In der Einleitung erklärt Wolfgang Benz, Leiter des ZfA, welche Parallelen zwischen Antisemitismus und Islamfeindschaft bestehen und welche Taktiken der Judenhasser heute in leicht verändertem Gewand wieder aufgegriffen werden. Die weiteren Beiträge behandeln unterschiedliche Facetten des Themas: So erörtert Angelika Königseder, wie die Lehrerin Fereshta Ludin in den Medien dafür ins Zwielicht gerückt wurde, dass sie erfolgreich darauf klagte, auch im Unterricht ein Kopftuch tragen zu dürfen. Sabine Schiffer spricht die Methoden an, mit denen mancher einen Vergleich von Antisemitismus und Islamophobie durch Zensur und Tabus zu unterbinden sucht. Sachkundig analysiert Yasemin Shooman die islamfeindliche Szene im Internet, wobei das Weblog "Politically Incorrect" mit all seinen Gewaltphantasien, Schlachtrufen und Drohungen einen Schwerpunkt bildet.

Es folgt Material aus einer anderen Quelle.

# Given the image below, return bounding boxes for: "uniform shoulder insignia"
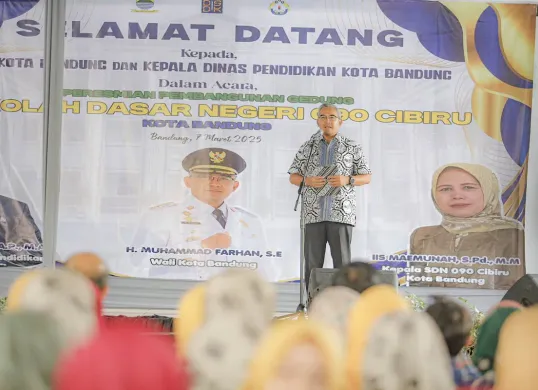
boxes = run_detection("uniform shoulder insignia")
[230,206,258,218]
[150,202,177,210]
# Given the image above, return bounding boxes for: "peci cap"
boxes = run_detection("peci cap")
[182,148,247,176]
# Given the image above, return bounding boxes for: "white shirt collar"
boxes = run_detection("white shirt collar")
[191,195,228,219]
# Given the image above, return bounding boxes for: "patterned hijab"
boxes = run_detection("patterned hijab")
[346,284,411,390]
[240,319,343,390]
[362,311,456,390]
[432,163,523,234]
[308,286,360,347]
[495,306,538,390]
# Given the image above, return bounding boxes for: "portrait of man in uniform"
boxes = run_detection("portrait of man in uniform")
[128,148,265,280]
[0,195,43,267]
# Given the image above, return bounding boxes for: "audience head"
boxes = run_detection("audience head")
[360,311,455,390]
[55,325,189,390]
[6,271,39,311]
[0,312,65,390]
[332,261,381,294]
[346,284,411,389]
[472,301,523,373]
[308,286,360,343]
[243,320,343,390]
[206,268,276,328]
[495,306,538,390]
[65,252,108,296]
[9,269,97,345]
[426,297,473,357]
[186,314,263,390]
[174,283,206,354]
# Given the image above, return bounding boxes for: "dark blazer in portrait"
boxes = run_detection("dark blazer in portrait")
[0,195,43,267]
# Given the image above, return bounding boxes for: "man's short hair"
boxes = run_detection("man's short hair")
[318,103,342,119]
[426,297,473,357]
[332,261,381,294]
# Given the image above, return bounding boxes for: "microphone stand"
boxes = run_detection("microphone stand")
[293,134,316,312]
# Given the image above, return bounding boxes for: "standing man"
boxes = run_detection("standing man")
[288,104,372,291]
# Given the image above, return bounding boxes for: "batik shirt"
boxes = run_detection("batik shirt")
[288,131,372,226]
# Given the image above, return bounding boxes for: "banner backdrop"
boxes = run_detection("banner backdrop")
[0,0,536,288]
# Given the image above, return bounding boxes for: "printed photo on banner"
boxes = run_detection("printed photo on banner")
[408,163,525,290]
[128,147,266,280]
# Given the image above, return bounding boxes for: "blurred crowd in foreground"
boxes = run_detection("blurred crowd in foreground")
[0,253,538,390]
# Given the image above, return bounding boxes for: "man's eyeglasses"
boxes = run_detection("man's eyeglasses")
[191,172,236,182]
[318,115,338,122]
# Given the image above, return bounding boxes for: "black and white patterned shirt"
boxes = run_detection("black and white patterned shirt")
[288,131,372,226]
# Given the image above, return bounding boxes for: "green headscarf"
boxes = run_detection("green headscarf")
[472,302,523,373]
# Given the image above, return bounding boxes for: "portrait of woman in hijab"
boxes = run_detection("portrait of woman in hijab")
[409,163,525,290]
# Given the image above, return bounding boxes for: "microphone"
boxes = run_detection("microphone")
[293,129,320,211]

In seinem Kommentar zu Hoomans Beitrag ergänzt Iman Attia, dass Muslime solchen Unsäglichkeiten inzwischen nicht nur auch in seriösen Medien ausgesetzt seien, sondern insgesamt in ihrem Alltag. Auch Wissenschaftler, deren Forschungsergebnisse mit dem islamfeindlichen Weltbild nicht in Einklang zu bringen sind, werden inzwischen systematisch mit Schmähkritik und bösartigen Anwürfen überzogen - und zwar beileibe nicht nur von rechtsaußen, sondern auch von links, namentlich dem "antideutschen" Spektrum.

Es ist den Autoren hoch anzurechnen, dass sie den erwähnten persönlichen Anfeindungen mutig standhalten. Diese wurden nach der Veröffentlichung dieser Dokumentation erwartungsgemäß noch verstärkt.